Good size, well-priced bottle with a very nice mouthpiece
If you're thinking of buying this product using a cashback deal why not use the road.cc Top Cashback page and get some top cashback while helping to support your favourite independent cycling website
road.cc test report
Make and model: Zefal Sense Pro 65 bottle
Size tested: 650ml
Tell us what the product is for and who it's aimed at. What do the manufacturers say about it? How does that compare to your own feelings about it?
"The Sense Pro bottle has been designed down to the last detail to offer cyclists the very best. Its over-moulded cover offers better grip on the bottle and its double-closure Pro-Cap system makes it 100% watertight for easier carrying. No more spilled drink on the bottle and on the bike! The silicon push offers a pleasant sensation when drinking. The quick-opening valve provides better-regulated control of the liquid consumed without spillage due to overflow. Like the Sense and Shark bottles, it is manufactured with our specific polypropylene material, which is light, more flexible, and odourless to keep your drinks clean and pure."
I can't really argue with any of that. It works, and it doesn't leak.
Tell us some more about the technical aspects of the product?
Double-closure system for 100% watertight transport.
Soft push for a pleasant sensation while drinking.
Over-moulded cover for better grip on the bottle.
The polypropylene material keeps water clean and pure.
No Bisphenol-A, phtalates or other toxins used.
The silicone mouthpiece is very pleasant against your lips and teeth.
This is probably the cheapest 'posh' water bottle around.
Tell us how the product performed overall when used for its designed purpose
Tell us what you particularly liked about the product
Ease of use; price.
Tell us what you particularly disliked about the product
How does the price compare to that of similar products in the market, including ones recently tested on road.cc?

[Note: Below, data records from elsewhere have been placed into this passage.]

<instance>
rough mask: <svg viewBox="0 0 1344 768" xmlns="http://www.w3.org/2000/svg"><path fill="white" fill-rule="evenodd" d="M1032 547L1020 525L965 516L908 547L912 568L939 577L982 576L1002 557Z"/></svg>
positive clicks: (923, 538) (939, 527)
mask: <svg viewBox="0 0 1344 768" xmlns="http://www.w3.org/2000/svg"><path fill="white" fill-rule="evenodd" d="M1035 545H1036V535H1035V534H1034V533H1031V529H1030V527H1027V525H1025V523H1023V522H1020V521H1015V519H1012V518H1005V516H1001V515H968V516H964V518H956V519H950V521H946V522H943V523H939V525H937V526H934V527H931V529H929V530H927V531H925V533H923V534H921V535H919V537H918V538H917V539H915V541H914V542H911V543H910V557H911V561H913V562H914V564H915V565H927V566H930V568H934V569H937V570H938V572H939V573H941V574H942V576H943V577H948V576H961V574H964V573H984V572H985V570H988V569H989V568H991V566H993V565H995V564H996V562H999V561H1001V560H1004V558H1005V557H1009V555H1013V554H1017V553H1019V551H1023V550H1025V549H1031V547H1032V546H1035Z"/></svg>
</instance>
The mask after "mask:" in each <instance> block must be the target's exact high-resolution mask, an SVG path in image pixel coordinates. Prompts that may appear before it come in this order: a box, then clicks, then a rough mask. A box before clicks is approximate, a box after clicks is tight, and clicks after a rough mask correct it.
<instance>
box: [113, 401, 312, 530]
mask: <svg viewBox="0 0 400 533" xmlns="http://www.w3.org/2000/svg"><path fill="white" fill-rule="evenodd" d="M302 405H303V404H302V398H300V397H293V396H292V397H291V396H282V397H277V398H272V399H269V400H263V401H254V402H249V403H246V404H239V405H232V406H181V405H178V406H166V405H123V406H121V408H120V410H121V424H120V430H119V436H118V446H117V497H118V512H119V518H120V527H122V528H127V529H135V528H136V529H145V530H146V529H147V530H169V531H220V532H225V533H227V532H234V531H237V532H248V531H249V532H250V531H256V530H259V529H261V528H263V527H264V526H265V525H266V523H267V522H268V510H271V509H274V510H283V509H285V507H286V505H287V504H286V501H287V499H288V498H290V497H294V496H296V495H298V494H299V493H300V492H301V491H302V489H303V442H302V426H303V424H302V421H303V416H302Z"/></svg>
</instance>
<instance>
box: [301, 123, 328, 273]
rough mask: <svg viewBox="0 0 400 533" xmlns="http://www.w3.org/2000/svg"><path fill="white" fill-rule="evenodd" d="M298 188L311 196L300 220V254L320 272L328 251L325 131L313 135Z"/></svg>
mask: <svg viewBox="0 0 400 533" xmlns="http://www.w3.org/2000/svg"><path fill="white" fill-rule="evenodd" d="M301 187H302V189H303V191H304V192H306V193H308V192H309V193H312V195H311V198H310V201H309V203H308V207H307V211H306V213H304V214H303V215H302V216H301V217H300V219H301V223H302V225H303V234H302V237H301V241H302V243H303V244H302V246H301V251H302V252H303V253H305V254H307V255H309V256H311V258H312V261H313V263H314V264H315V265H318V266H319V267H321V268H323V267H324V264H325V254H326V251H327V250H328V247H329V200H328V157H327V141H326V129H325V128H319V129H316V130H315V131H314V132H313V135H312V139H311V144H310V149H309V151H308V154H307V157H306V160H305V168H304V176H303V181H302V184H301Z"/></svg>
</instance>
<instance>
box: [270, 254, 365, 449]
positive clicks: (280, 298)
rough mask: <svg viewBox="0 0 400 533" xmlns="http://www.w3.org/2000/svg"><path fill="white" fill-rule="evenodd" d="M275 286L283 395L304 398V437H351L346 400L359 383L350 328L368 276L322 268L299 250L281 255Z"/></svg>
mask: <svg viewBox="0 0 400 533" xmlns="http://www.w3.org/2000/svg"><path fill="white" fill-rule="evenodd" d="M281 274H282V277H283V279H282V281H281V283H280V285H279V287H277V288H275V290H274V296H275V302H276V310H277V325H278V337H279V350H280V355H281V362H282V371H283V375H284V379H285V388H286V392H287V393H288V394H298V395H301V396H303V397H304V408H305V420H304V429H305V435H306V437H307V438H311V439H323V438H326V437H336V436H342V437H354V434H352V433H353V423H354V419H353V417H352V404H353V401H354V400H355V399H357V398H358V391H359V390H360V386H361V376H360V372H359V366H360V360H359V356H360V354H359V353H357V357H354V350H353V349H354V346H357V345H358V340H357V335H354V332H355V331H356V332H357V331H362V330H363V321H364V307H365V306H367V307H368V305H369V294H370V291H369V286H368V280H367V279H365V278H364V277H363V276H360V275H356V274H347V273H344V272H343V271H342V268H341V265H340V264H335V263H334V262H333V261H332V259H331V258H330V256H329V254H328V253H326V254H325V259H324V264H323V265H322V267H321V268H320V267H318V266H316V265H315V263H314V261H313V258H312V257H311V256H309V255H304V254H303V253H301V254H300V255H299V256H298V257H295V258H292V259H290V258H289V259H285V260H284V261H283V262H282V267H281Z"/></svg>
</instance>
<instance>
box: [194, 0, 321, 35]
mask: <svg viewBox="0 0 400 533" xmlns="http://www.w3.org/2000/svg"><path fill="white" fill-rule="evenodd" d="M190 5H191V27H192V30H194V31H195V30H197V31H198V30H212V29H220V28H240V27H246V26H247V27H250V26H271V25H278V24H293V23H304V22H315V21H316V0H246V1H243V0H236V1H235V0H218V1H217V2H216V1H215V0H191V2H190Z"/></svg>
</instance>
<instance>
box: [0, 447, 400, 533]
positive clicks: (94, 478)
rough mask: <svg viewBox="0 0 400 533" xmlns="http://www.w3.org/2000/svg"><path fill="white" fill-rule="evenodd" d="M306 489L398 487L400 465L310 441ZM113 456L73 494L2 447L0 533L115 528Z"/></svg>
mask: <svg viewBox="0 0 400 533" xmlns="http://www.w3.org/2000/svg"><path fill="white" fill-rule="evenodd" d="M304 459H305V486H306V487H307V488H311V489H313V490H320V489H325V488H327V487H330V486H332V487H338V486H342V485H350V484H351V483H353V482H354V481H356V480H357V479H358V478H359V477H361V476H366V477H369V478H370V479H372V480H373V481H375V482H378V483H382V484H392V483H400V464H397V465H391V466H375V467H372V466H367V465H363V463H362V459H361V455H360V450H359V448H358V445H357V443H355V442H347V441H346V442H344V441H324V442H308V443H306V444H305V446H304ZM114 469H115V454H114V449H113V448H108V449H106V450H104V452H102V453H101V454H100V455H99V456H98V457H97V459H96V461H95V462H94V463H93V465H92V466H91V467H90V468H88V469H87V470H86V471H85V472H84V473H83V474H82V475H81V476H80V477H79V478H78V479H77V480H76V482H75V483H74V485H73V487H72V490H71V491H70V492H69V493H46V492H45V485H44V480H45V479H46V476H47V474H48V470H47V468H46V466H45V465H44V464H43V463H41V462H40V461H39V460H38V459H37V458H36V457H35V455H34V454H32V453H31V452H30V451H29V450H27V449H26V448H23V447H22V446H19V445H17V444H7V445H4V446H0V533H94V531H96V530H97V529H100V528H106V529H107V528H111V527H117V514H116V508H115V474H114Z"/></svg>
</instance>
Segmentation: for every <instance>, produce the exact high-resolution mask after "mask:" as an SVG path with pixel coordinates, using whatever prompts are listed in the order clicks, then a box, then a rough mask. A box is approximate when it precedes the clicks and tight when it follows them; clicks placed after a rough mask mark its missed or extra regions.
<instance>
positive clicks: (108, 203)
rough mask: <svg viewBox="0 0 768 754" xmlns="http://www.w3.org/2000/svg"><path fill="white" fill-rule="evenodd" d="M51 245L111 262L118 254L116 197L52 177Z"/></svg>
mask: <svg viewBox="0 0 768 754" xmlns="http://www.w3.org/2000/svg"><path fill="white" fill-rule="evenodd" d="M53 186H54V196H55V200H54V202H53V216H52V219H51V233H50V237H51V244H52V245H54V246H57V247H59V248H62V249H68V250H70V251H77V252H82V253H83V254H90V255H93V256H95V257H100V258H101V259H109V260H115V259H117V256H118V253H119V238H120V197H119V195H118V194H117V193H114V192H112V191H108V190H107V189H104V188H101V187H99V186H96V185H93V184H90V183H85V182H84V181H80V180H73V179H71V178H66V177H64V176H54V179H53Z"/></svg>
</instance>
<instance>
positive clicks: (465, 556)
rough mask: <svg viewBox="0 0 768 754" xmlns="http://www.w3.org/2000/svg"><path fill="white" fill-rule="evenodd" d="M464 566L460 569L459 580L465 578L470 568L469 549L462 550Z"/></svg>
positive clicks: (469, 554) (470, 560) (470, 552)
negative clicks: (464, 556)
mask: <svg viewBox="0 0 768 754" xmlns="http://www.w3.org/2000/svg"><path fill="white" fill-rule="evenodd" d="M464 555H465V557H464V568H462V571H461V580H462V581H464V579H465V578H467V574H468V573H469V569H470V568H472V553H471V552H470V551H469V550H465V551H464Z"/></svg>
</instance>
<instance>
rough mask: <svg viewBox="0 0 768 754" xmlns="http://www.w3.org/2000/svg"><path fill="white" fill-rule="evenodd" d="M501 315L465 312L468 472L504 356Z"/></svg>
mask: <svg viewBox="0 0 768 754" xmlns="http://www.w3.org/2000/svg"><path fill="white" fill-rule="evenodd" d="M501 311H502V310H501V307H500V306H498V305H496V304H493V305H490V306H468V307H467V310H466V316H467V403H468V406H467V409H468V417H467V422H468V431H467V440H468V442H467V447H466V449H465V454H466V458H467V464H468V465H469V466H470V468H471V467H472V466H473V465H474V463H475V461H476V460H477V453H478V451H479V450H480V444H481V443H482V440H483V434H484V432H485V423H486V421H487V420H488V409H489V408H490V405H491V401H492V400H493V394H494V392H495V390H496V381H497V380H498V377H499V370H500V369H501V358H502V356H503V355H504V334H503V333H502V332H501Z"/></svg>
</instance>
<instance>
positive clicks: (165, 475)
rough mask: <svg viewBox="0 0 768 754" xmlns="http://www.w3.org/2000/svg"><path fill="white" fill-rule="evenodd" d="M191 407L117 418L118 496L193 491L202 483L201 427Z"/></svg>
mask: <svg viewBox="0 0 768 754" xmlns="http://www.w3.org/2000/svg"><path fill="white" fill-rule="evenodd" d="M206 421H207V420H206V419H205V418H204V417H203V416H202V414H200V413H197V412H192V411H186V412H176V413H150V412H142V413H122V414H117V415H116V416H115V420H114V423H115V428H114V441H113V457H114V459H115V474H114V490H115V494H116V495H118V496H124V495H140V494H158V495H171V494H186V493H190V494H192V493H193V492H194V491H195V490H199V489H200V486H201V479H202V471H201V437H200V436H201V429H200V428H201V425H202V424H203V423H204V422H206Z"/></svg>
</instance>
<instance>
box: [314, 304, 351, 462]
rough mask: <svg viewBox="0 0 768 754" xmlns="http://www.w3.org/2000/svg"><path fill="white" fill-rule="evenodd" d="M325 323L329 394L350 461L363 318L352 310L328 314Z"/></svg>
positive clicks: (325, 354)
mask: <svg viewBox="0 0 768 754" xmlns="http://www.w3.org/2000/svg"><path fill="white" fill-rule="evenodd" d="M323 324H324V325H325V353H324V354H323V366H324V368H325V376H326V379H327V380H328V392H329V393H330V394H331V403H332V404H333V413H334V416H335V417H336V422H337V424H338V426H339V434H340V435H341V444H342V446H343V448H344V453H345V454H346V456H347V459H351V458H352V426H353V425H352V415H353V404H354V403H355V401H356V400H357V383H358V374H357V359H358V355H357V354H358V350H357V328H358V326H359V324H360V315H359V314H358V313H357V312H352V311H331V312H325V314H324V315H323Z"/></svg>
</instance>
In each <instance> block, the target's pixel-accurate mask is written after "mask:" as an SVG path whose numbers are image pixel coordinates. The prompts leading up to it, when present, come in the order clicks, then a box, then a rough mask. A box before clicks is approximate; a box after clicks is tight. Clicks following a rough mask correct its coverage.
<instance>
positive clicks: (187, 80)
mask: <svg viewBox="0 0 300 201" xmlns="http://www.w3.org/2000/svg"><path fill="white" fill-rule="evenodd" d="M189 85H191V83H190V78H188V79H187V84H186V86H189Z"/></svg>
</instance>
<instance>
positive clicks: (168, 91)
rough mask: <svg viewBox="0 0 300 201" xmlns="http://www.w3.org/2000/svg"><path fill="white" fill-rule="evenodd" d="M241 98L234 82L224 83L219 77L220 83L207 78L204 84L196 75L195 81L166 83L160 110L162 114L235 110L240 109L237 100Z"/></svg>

Significantly cheaper than rivals such as posh bottles from Camelbak and Specialized.
Did you enjoy using the product? Yes
Would you consider buying the product? Yes
Would you recommend the product to a friend? Yes
Use this box to explain your overall score
It's hard to get too excited about a water bottle, but the Sense Pro does its job very well. It scores for being nice to use, very good value for money and made in the EU, but loses because the cap can't be dismantled easily for cleaning.
About the tester
I usually ride: Scapin Style My best bike is:
I've been riding for: Over 20 years I ride: Most days I would class myself as: Expert
I regularly do the following types of riding: commuting, touring, club rides, general fitness riding, mountain biking
John has been writing about bikes and cycling for over 30 years since discovering that people were mug enough to pay him for it rather than expecting him to do an honest day's work.
He was heavily involved in the mountain bike boom of the late 1980s as a racer, team manager and race promoter, and that led to writing for Mountain Biking UK magazine shortly after its inception. He got the gig by phoning up the editor and telling him the magazine was rubbish and he could do better. Rather than telling him to get lost, MBUK editor Tym Manley called John’s bluff and the rest is history.
Since then he has worked on MTB Pro magazine and was editor of Maximum Mountain Bike and Australian Mountain Bike magazines, before switching to the web in 2000 to work for CyclingNews.com. Along with road.cc founder Tony Farelly, John was on the launch team for BikeRadar.com and subsequently became editor in chief of Future Publishing’s group of cycling magazines and websites, including Cycling Plus, MBUK, What Mountain Bike and Procycling.
John has also written for Cyclist magazine, edited the BikeMagic website and was founding editor of TotalWomensCycling.com before handing over to someone far more representative of the site's main audience.
He joined road.cc in 2013. He lives in Cambridge where the lack of hills is more than made up for by the headwinds.